Monday, 3 May 2010

Smears reinforce a false believe

The Guardian on Saturday has an interesting little article on the power of election smears.

This is in light of the smears by papers on their championed political party rivals such as the Daily Mail's Nazis smear on Nick Clegg. The article examines how much damage a smear actually does.

According to studies they found that if a dodgy fact fits with your prejudices then you will believe it and a correction only reinforces your prejudices rather than put them right. So this means that it could persuade people who were moving in a different voting direction back to their original vote.

I also believe as some papers appear to, that if you do enough smearing and find enough buttons to press that newspapers can stop people from voting for the rival party. The danger in this negative tactic of manipulating stories could be to stop a voter from voting for anyone including the party the paper supports.

So it would appear that smears do reinforce a false believe.
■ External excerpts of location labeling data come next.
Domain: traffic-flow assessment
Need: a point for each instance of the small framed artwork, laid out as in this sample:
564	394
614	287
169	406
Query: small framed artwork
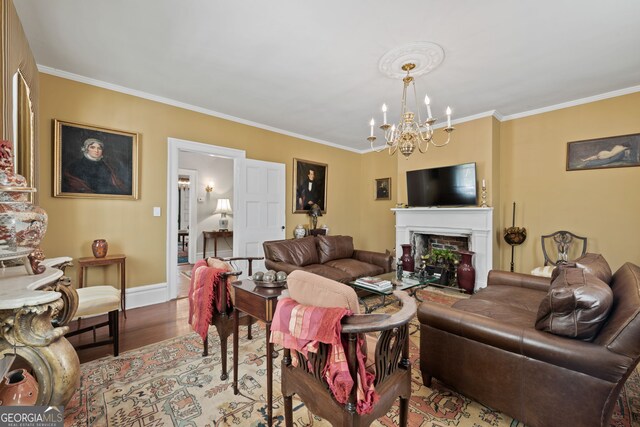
94	162
612	152
309	185
383	189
Good job papers become less influential with time and the growth in information technology.

Todays link is to Sean Haffey a conservative Councillor in Hart District who asks a challenge, if that came about, which three policies would you like to see the new government implement? I will blog mine later this week.


  1. Papers becoming less influential will not stop the media in general putting across a biased view. With our politics becoming increasingly superficial the ability of the press and TV to influence the electorate is growing rather than diminishing. All the major parties realise this... win the propaganda war and you win the election. Rupert Murdoch is the key figure in this election.